天が流す一粒



貂蝉は己の連れていた白い馬に小春を乗せ、咲良はそのまま羽衣使って進軍をすることにした。
女禍も光の粉を撒き散らしながら傍らを浮遊させ、その後に兵が続いて、目的地まで移動する。
策を成功させるには、妲己軍との距離間を一定に保つ必要があるが、激昂した妲己は並々ならぬ速さで進軍するため、此方はほとんど逃げることに専念するだけだった。
女禍の存在が、妲己の冷静さを失わせたのだ。
その先に伏兵が隠れている可能性など、考えることも出来ないほどに。


「女禍様、咲良様、あちらに見える砦に妲己を誘導します。そのまま突き進んでください」

「何だ、もう終わりか。まあ良い、お楽しみはこれからだ」


唇を舐め、楽しそうに笑う女禍だが、ただ単に妲己をからかうためだけにやって来たのではないだろう。
もしかすると、女禍は咲良や貂蝉に会いたいあまり、わざわざこの地へ足を運んだのではないか。
などと想像する咲良だが、やはりそれは甘すぎる考えであろうか。


(だけど、こんなに優しい女禍さんが、命の危機にあったなんて…知らなかったよ…)


蘭華は母性的な人だったが、女禍は違う。
それは女禍が、蘭華である自分と仙女である自分とを区別して生きていたからであろう。
蘭華は、決して弱い姿を見せなかった。
いつも笑っていて、優しく包み込んでくれた。

長年、人界の汚れを浴び続けた結果、女禍は苦しんでいる。
では、どうすれば、彼女を救えるのだろうか。
誰かを犠牲にしなければ、誰かを救えない、そんなはっきりとした世の中では…、悲しいではないか。

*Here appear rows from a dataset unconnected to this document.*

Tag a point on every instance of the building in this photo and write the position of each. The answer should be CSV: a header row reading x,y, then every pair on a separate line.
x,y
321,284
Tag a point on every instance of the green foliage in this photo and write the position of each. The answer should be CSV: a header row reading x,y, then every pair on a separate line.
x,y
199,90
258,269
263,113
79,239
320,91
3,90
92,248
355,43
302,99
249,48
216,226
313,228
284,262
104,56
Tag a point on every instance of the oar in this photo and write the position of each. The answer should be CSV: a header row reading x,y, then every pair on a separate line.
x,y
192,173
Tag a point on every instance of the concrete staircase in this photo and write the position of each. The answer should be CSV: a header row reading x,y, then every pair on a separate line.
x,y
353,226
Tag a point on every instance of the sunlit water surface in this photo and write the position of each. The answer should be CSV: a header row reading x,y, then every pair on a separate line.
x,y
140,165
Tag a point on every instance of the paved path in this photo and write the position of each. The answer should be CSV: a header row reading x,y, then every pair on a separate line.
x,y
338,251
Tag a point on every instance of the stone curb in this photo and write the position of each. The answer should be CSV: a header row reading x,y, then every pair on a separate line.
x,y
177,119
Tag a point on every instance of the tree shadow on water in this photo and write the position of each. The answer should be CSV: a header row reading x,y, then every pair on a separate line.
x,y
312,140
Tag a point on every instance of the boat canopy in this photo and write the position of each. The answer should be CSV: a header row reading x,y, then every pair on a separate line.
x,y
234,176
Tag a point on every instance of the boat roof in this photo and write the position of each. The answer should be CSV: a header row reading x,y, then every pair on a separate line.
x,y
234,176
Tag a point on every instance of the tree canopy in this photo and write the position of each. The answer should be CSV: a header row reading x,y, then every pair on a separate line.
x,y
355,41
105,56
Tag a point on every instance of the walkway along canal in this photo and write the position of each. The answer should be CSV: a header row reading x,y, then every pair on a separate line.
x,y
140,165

左近から伝令を受けていた砦の物見番が合図を出し、扉を開けさせた。
貂蝉の乗った馬と咲良、味方部隊が次々と砦内に侵入し、つられるようにして遠呂智軍の妲己の親衛隊がなだれ込んでくる。
その時点で、策は成ったも同然だった。

待ち構えていた伏兵部隊が一斉に妲己を迎え撃つ。
集中攻撃を浴びた遠呂智兵達は混乱し、思わず引き返そうとするが、背後からは見計らったように主力である孫策隊が追い立てるのだ。
上手い具合に挟み撃ちにし、少しずつ間合いを詰めていく。
妲己は中央で何か喚いているが、その声はかき消されてしまって聞こえない。